Patients with eosinophilic gastrointestinal disease (EGID), patients with atopic dermatitis (AD), and nonatopic healthy control (NA) subjects were enrolled. peT_H2 and conventional T_H2 (cT_H2) cell phenotype, function, and cytokine production were analyzed by using flow cytometry. Confirmatory gene expression was measured by using quantitative RT-PCR. Prostaglandin D₂ levels were measured with ELISA. Gut T_H2 cells were obtained by means of esophagogastroduodenoscopy.

Results

peT_H2 cells were identified as chemoattractant receptor–homologous molecule expressed on T_H2 cells–positive (CRTH2⁺), hematopoietic prostaglandin D synthase–positive CD161^hi CD4 T cells. peT_H2 cells expressed significantly greater IL-5 and IL-13 than did hematopoietic prostaglandin D synthase–negative and CD161⁻ cT_H2 cells. peT_H2 cells were highly correlated with blood eosinophilia (r = 0.78-0.98) and were present in 30- to 40-fold greater numbers in subjects with EGID and those with AD versus NA subjects.

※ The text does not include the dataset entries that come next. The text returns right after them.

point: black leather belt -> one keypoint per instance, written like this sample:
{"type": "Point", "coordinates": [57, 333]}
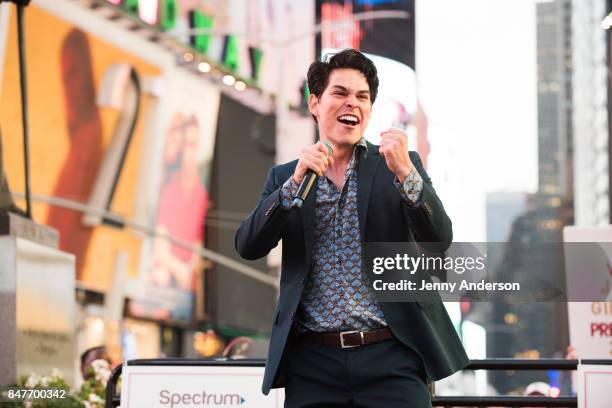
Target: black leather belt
{"type": "Point", "coordinates": [347, 339]}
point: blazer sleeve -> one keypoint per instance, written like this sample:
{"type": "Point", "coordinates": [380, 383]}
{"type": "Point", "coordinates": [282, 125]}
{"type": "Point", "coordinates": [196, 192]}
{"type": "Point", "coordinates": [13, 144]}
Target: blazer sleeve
{"type": "Point", "coordinates": [262, 230]}
{"type": "Point", "coordinates": [431, 226]}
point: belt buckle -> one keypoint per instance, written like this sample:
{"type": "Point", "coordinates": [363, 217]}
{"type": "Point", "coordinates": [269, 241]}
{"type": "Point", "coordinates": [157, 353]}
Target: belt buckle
{"type": "Point", "coordinates": [350, 332]}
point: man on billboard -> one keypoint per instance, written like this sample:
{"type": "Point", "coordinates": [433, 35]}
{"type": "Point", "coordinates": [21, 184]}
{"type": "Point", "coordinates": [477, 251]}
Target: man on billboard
{"type": "Point", "coordinates": [332, 342]}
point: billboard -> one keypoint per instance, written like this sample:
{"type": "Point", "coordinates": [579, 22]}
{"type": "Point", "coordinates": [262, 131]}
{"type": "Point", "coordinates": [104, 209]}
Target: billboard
{"type": "Point", "coordinates": [170, 269]}
{"type": "Point", "coordinates": [70, 134]}
{"type": "Point", "coordinates": [390, 44]}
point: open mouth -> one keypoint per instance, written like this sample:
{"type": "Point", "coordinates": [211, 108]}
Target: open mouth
{"type": "Point", "coordinates": [350, 120]}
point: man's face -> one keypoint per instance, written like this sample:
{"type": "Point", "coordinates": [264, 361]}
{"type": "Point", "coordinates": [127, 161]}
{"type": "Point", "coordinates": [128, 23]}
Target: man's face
{"type": "Point", "coordinates": [343, 110]}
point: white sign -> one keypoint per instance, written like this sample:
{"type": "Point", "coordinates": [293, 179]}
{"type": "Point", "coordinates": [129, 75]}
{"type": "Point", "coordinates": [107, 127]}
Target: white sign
{"type": "Point", "coordinates": [204, 386]}
{"type": "Point", "coordinates": [595, 384]}
{"type": "Point", "coordinates": [589, 271]}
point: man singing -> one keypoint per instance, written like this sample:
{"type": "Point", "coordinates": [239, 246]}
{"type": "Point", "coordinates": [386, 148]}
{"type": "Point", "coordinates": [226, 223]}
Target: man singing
{"type": "Point", "coordinates": [333, 344]}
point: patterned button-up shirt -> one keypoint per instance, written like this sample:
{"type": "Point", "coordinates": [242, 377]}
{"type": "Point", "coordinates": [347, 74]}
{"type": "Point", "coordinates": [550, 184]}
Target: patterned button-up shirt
{"type": "Point", "coordinates": [337, 295]}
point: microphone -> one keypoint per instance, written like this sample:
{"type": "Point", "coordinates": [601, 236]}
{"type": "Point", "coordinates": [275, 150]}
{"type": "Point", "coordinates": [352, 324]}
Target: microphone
{"type": "Point", "coordinates": [309, 180]}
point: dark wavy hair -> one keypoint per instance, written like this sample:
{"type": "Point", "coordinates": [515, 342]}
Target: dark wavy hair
{"type": "Point", "coordinates": [318, 73]}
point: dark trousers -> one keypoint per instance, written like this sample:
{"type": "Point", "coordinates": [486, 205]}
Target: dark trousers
{"type": "Point", "coordinates": [386, 374]}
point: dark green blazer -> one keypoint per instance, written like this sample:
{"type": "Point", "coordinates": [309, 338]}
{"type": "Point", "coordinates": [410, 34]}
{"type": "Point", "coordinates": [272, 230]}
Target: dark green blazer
{"type": "Point", "coordinates": [383, 217]}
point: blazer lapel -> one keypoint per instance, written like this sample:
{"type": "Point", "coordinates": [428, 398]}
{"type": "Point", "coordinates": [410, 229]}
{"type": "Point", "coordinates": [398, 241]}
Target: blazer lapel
{"type": "Point", "coordinates": [307, 212]}
{"type": "Point", "coordinates": [365, 177]}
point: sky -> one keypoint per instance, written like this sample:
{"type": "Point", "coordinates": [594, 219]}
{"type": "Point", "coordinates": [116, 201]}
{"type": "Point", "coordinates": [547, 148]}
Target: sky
{"type": "Point", "coordinates": [476, 79]}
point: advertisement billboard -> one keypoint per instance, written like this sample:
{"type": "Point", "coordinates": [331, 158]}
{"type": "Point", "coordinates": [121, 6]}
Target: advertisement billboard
{"type": "Point", "coordinates": [70, 133]}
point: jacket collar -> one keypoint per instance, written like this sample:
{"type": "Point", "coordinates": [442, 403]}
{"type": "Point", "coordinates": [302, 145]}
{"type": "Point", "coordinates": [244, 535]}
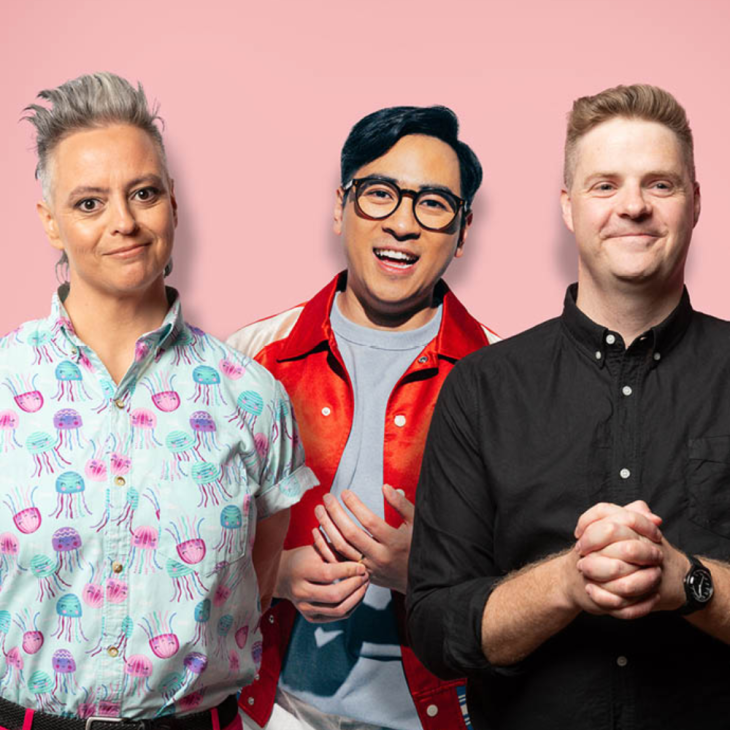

Relative to cT_H2 cells, peT_H2 cells preferentially expressed receptors for thymic stromal lymphopoietin, IL-25, and IL-33 and demonstrated greater responsiveness to these innate pro-T_H2 cytokines. peT_H2 but not cT_H2 cells produced prostaglandin D₂. In patients with EGID and those with AD, peT_H2 cells expressed gut- and skin-homing receptors, respectively. There were significantly greater numbers of peT_H2 cells in gut tissue from patients with EGID versus NA subjects.

Conclusion

peT_H2 cells are the primary functional proinflammatory human T_H2 cell subpopulation underlying allergic eosinophilic inflammation. The unambiguous phenotypic identification of human peT_H2 cells provides a powerful tool to track these cells in future pathogenesis studies and clinical trials.